# Optimization As A Service (OPTaaS)

In this notebook, we test out Mind Foundry's OPTimization as a Service (OPTaaS) capabilities. We'll use OPTaaS to try and optimize the hyperparameters of a gradient boosting machine for a supervised multiclass machine learning problem. This set of features was created using automated feature engineering in Featuretools on the data science for good Costa Rican Household poverty prediction competition dataset.

## Roadmap

1. Load in Data
    * Dataset has already been formatted
2. Define objective function for optimization
    * Optimization function takes in hyperparameters and returns a score
    * 5 fold cross validation Macro F1 Score of a gradient boosting machine
    * Write a custom scorer for Light GBM 
3. Define search space for OPTaaS
    * Set up hyperparameter distributions
4. Create a task
    * Goal is to maximize score
    * Add parameters and constraint(s)
5. Run optimization
    * Currently using 100 iterations
    * Option for resuming task with saved results
6. Inspect results

These results will be compared to Bayesian Optimization using Hyperopt and SMAC (coming soon).

In [1]:
import pandas as pd
import numpy as np

import lightgbm as lgb

# Evaluation of the model
from sklearn.model_selection import KFold, train_test_split, StratifiedKFold
from sklearn.metrics import roc_auc_score, f1_score

# Data 

This set of features was created using automated feature engineering in Featuretools. The original dataset is part of the Costa Rican Household poverty prediction competition where the objective is to predict poverty at a household level given individual and household information. This is a supervised multiclass machine learning task.

In [2]:
features = pd.read_csv('data/ft_2000_important.csv')
features.shape

  interactivity=interactivity, compiler=compiler, result=result)


(10307, 2016)

In [4]:
submit_base = pd.read_csv('data/test.csv')[['Id', 'idhogar']]

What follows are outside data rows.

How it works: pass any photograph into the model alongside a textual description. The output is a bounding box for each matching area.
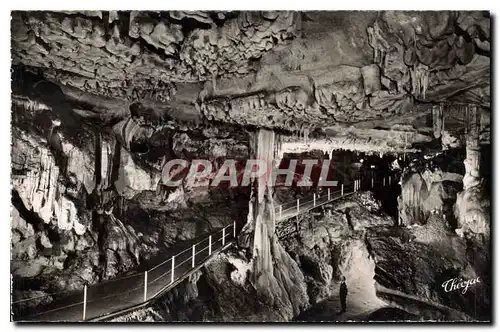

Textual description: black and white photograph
[8,9,492,323]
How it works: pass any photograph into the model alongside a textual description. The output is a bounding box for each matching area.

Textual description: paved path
[294,280,387,322]
[275,183,357,222]
[13,174,395,322]
[13,225,235,322]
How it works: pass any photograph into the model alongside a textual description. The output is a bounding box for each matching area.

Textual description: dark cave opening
[274,149,401,222]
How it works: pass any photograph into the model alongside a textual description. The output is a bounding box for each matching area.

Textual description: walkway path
[275,181,359,222]
[13,224,236,322]
[13,173,396,322]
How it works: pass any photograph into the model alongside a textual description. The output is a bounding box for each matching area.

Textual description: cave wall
[10,102,250,300]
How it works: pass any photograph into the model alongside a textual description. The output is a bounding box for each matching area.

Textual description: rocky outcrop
[235,129,309,318]
[398,168,463,227]
[367,11,490,106]
[113,249,309,322]
[11,11,300,102]
[114,147,161,199]
[12,129,92,235]
[11,11,490,136]
[454,184,490,237]
[277,192,392,304]
[367,218,490,321]
[10,104,250,303]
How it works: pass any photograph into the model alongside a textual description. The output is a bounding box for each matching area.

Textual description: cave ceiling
[10,10,491,153]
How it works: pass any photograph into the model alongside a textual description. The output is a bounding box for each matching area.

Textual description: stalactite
[94,130,103,193]
[411,64,429,99]
[112,117,141,150]
[463,104,481,190]
[453,103,489,236]
[274,134,283,167]
[398,173,430,226]
[303,128,309,144]
[433,104,444,139]
[238,129,308,310]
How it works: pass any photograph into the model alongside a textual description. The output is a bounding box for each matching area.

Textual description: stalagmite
[462,104,481,190]
[411,64,429,99]
[250,129,276,290]
[238,128,308,314]
[433,104,444,139]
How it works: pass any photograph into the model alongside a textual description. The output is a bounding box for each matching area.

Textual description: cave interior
[10,10,491,322]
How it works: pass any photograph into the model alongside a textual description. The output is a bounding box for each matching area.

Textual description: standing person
[340,276,348,313]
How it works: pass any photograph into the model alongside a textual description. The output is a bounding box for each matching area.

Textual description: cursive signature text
[442,277,480,294]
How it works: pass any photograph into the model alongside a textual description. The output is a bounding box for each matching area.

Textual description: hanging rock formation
[238,129,308,318]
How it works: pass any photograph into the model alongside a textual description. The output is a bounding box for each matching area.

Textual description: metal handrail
[14,173,398,321]
[13,222,236,321]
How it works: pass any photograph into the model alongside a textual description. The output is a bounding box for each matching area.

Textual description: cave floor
[14,226,232,322]
[295,284,386,322]
[295,295,385,322]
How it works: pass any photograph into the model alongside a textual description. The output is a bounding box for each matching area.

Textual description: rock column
[463,104,481,189]
[238,128,308,317]
[432,104,444,139]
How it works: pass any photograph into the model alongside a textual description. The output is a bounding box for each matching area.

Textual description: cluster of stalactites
[432,104,445,139]
[463,104,481,190]
[289,127,312,144]
[411,64,430,99]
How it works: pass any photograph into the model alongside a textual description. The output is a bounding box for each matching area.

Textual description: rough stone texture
[114,147,161,199]
[10,101,251,304]
[10,10,491,322]
[10,11,490,142]
[367,11,489,105]
[112,191,492,322]
[113,249,309,322]
[454,183,490,237]
[11,11,299,100]
[367,221,490,321]
[11,128,92,235]
[277,192,392,304]
[398,169,463,227]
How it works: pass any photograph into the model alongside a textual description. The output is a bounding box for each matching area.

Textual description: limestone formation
[10,10,491,323]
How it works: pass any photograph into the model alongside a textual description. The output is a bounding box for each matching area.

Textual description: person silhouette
[340,276,348,313]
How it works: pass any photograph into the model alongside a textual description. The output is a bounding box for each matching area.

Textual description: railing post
[222,227,226,246]
[170,256,175,284]
[371,176,374,189]
[328,188,331,200]
[313,193,316,206]
[82,284,87,321]
[233,221,236,238]
[341,184,344,196]
[191,244,196,267]
[383,177,386,186]
[389,175,392,185]
[143,271,148,302]
[209,235,212,255]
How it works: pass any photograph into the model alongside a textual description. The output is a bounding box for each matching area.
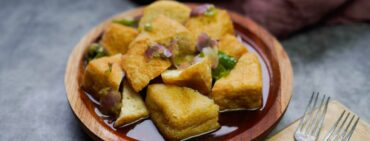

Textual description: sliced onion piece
[196,33,218,52]
[191,4,214,16]
[202,47,219,69]
[197,33,210,51]
[145,44,172,59]
[192,55,204,64]
[162,48,172,58]
[98,87,122,117]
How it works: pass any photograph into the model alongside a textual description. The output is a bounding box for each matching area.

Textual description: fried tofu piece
[161,57,212,94]
[100,23,138,55]
[185,9,234,40]
[146,84,219,140]
[138,15,196,55]
[121,38,171,92]
[139,1,191,28]
[211,53,262,110]
[218,34,248,59]
[82,54,124,97]
[114,82,149,127]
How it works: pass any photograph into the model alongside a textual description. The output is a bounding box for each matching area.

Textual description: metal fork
[323,110,360,141]
[294,92,330,141]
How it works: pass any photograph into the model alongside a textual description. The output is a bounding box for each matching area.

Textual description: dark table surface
[0,0,369,140]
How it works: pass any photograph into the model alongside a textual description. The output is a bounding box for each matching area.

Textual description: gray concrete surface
[0,0,369,140]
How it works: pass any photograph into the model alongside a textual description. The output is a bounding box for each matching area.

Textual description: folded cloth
[212,0,370,38]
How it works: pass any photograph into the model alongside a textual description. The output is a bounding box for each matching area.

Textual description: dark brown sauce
[81,34,274,140]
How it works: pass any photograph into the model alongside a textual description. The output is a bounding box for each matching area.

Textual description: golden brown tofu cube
[138,15,196,55]
[82,54,124,97]
[211,53,262,110]
[161,57,212,94]
[114,82,149,127]
[139,1,191,28]
[146,84,220,140]
[218,34,248,59]
[100,23,138,55]
[121,38,171,92]
[185,9,234,40]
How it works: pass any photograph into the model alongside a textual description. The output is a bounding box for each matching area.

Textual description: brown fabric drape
[210,0,370,38]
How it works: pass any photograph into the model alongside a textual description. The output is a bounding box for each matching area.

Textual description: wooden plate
[65,4,293,141]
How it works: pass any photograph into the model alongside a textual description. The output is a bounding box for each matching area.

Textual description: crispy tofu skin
[100,23,138,55]
[138,15,196,56]
[161,57,212,94]
[114,83,149,127]
[139,1,191,28]
[218,34,248,59]
[121,38,171,92]
[185,9,234,40]
[211,53,262,110]
[146,84,220,140]
[82,54,124,97]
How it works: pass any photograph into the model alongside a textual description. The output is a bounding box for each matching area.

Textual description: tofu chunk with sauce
[146,84,220,140]
[211,53,263,110]
[114,82,149,127]
[185,9,234,40]
[138,15,196,56]
[82,54,124,97]
[121,38,171,92]
[100,23,138,55]
[161,57,212,94]
[139,1,191,28]
[218,34,248,59]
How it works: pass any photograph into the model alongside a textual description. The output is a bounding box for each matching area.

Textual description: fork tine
[312,96,330,138]
[324,110,346,141]
[302,92,319,134]
[332,112,351,140]
[307,94,326,135]
[338,114,355,140]
[296,92,316,132]
[344,117,360,141]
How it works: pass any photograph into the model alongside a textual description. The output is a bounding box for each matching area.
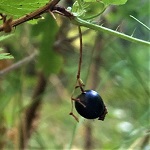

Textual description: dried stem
[0,51,37,77]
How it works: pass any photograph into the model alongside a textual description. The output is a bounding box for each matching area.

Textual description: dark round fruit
[75,90,106,120]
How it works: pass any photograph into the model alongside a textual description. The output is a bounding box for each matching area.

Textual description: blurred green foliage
[32,14,63,75]
[0,0,149,149]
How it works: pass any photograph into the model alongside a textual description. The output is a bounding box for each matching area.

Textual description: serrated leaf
[32,14,63,75]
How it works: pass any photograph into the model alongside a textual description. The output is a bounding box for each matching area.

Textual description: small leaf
[0,52,14,60]
[0,35,14,60]
[0,48,14,60]
[72,1,105,19]
[0,34,13,41]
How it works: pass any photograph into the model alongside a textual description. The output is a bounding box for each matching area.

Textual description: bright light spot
[113,109,126,119]
[144,145,150,150]
[117,121,133,132]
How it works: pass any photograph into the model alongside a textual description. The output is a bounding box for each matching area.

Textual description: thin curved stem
[77,26,85,93]
[69,26,84,122]
[77,26,82,80]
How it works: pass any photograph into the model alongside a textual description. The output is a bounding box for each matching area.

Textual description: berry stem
[69,26,84,122]
[69,112,79,122]
[77,26,82,80]
[77,26,85,93]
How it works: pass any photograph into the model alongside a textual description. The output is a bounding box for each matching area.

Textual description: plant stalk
[72,17,150,46]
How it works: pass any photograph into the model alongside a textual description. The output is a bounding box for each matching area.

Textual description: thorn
[116,24,121,31]
[100,23,104,26]
[71,98,86,107]
[48,10,56,20]
[69,112,79,122]
[131,28,136,37]
[75,85,80,89]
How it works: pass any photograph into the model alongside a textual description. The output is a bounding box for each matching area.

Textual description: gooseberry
[75,90,107,120]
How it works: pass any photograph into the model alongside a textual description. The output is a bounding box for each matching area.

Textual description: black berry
[75,90,107,120]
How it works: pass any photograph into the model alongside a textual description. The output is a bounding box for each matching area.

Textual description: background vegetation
[0,0,149,149]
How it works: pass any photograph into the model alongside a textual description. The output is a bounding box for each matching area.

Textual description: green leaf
[0,52,14,60]
[0,48,14,60]
[0,34,13,41]
[0,34,14,60]
[101,0,127,5]
[0,0,49,18]
[72,1,105,19]
[32,14,63,75]
[72,0,127,20]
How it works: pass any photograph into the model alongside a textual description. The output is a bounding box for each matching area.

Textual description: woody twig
[0,0,66,32]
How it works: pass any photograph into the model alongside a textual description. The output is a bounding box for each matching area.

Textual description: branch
[0,51,37,76]
[0,3,149,46]
[0,0,60,32]
[72,17,150,46]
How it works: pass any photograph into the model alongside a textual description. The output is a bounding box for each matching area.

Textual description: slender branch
[0,0,61,32]
[72,17,150,46]
[0,51,37,76]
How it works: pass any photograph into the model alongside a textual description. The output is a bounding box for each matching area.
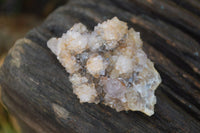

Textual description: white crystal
[62,30,88,54]
[88,32,103,51]
[47,38,61,56]
[86,54,106,77]
[73,83,97,103]
[47,17,161,116]
[69,73,88,86]
[94,17,128,49]
[58,50,80,74]
[115,55,134,74]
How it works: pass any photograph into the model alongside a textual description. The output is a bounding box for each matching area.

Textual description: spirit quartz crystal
[47,17,161,116]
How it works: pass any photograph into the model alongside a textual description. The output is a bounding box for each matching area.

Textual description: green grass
[0,103,20,133]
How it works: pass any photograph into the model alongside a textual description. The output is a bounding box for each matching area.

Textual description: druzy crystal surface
[47,17,161,116]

# Separate out training and testing
train = features[features['Target'].notnull()].copy()
test = features[features['Target'].isnull()].copy()

train_labels = np.array(train.pop('Target'))
test_ids = list(test.pop('idhogar'))

train, test = train.align(test, join = 'inner', axis = 1)

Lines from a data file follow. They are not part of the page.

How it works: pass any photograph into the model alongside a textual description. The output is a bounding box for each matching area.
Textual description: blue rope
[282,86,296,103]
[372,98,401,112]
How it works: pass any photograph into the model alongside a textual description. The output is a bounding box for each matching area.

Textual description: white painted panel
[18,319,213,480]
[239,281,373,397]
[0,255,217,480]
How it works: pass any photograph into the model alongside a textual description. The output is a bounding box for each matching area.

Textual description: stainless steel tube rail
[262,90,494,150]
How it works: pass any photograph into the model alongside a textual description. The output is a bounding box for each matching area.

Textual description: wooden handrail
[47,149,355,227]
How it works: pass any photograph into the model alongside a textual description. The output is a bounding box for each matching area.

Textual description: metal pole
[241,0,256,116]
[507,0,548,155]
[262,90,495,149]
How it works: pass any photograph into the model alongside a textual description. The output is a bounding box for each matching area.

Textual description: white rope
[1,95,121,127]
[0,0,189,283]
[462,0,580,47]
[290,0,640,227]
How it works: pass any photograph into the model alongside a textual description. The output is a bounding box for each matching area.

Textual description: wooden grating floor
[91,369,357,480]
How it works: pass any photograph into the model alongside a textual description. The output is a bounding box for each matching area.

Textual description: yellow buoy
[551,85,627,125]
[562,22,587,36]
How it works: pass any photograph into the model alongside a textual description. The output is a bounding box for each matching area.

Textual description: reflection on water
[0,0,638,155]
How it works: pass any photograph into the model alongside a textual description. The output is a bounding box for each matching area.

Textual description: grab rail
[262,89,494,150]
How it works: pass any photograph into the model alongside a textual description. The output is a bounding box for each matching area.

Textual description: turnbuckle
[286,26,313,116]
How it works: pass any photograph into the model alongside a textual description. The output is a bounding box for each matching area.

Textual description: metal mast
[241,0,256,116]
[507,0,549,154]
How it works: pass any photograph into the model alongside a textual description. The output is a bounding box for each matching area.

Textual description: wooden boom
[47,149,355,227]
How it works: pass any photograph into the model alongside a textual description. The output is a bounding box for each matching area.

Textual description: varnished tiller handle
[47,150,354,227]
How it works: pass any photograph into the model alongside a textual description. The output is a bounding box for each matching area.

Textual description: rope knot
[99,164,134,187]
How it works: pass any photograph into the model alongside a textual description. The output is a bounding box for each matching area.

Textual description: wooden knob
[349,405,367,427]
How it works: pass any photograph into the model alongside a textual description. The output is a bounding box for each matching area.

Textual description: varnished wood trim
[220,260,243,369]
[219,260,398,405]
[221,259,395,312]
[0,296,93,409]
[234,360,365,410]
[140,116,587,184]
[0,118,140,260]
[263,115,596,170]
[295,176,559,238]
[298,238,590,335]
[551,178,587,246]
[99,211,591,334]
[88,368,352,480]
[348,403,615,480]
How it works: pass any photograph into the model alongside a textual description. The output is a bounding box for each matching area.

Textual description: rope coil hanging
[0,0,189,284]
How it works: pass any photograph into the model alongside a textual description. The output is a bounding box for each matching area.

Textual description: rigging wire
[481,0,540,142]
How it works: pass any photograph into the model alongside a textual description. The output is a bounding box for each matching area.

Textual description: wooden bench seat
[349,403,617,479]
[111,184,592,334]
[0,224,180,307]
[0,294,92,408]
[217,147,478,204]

# Deal with data type issues
for c in train:
    if train[c].dtype == 'object':
        train[c] = train[c].astype(np.float32)
        test[c] = test[c].astype(np.float32)

Let's make sure all the data is numeric (as it should be).

In [6]:
print('Train objects: ', train.columns[np.where(train.dtypes == 'object')])
print('Test objects: ', test.columns[np.where(test.dtypes == 'object')])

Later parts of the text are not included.